Event Date: May 8, 2008
Speaker: Mireille (Mimi) Boutin
Speaker Affiliation: School of Electrical and Computer Engineering, Purdue University
Sponsor: School of ENE
Time: 3:30-4:30
Location: ARMS 1109 (note room change!)
Open To: Faculty, students, staff, public
The Purdue Kiwi: a student-driven online learning tool

Mireille (Mimi) Boutin
Assistant professor, School of Electrical and Computer Engineering, Purdue University

A “kiwi” is a student-driven Internet based learning tool. In a kiwi, students post course material, questions, comments, observations, or whatever else they think is relevant to their education. In addition, students can cross-link material from within courses, from different courses, or from exterior www pages. This enables students to • work as a group to build an adaptable repository of learning material, including background material and real-world applications, • collectively learn the connections between the material of the different courses offered at Purdue as well as between the curriculum material and real-world applications. Navigating the kiwi content allows one to assimilate “knowledge in its whole complexity”, including the different ways to link the pieces of knowledge together. (For example, a lecture is merely a directed path in the kiwi graph. There are different ways to choose the path that will cover the same basic material. Students should be encouraged to try to follow different paths when studying.) The Purdue kiwi is currently situated at http://balthier.ecn.purdue.edu/ Although it is possible to protect certain pages, all its content is currently accessible to anybody in the world using a web browser. Anybody with a Purdue career account can login and contribute content. The current software and design is completely controlled by students. The two goals of this talk are 1) to encourage professors to use the Purdue kiwi in their classes; 2) to discuss the potential use of the Purdue Kiwi as an education research tool.

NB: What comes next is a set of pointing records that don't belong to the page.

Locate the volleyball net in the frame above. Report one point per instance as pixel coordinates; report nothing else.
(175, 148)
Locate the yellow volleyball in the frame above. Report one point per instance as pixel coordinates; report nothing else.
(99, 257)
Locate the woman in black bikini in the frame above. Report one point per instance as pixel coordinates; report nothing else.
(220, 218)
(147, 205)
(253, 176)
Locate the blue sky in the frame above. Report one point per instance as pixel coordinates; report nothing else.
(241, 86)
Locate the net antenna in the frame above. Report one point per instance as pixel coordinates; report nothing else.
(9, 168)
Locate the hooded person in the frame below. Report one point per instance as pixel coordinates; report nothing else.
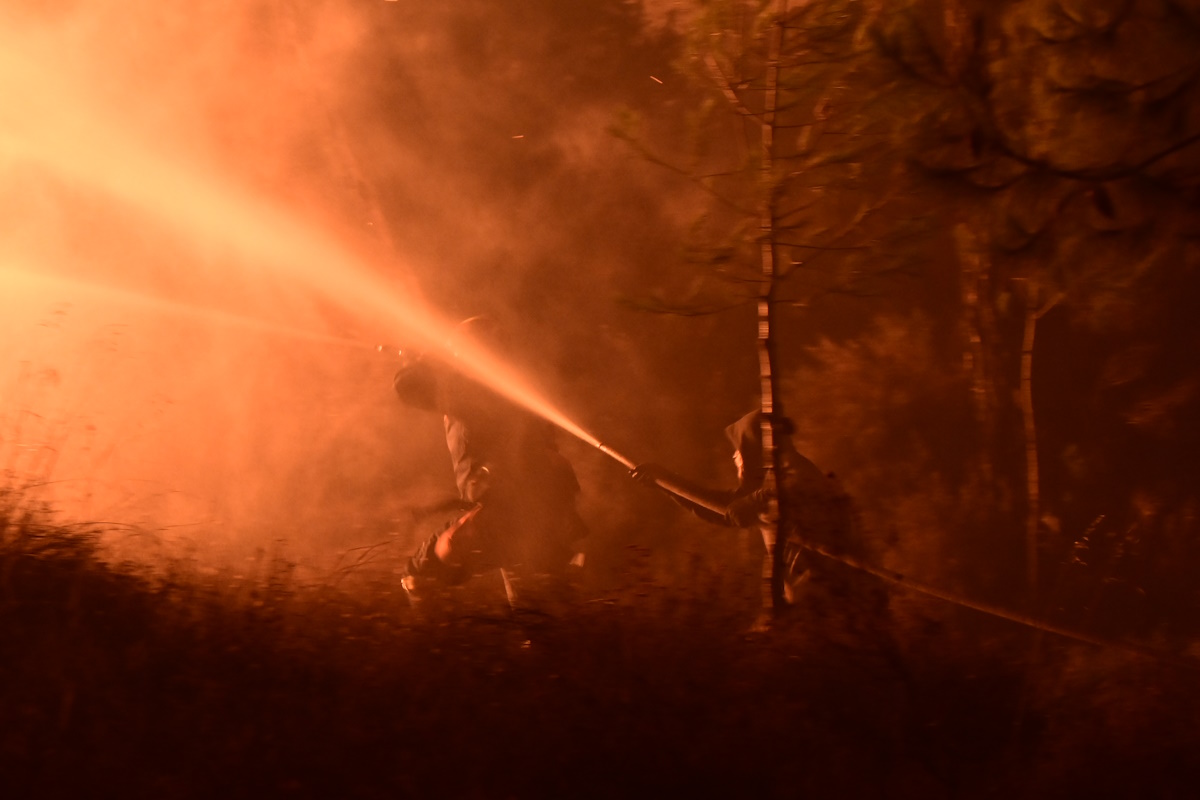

Mireille (Mimi) Boutin was born in Canada in the province of Quebec. She received the B.Sc. degree in Physics-Mathematics from the University de Montreal, and the Ph.D. degree in Mathematics from the University of Minnesota in Minneapolis under the direction of Peter Olver. In 2001-2002, she was a visiting research scientist in the groups of David Mumford and David Cooper at Brown University. In 2002-2003, she worked in Leipzig (Germany) at the Max Planck Institute for Mathematics in the Sciences. She joined Purdue’s School of Electrical and Computer Engineering in 2004 as an assistant professor with a courtesy appointment in the Department of Mathematics. Her research interests include database browsing, image and video processing, automatic text translation, and computational mathematics.

With Kathryn Leonard, she co-founded the Rose-Whelan Society, an organization for women graduate students and post-doctorate in mathematics/applied mathematics at Brown University. In 2007, she instigated the Kiwi Project at Purdue University. She is a member of IEEE, SPIE, the AMS and FoCM.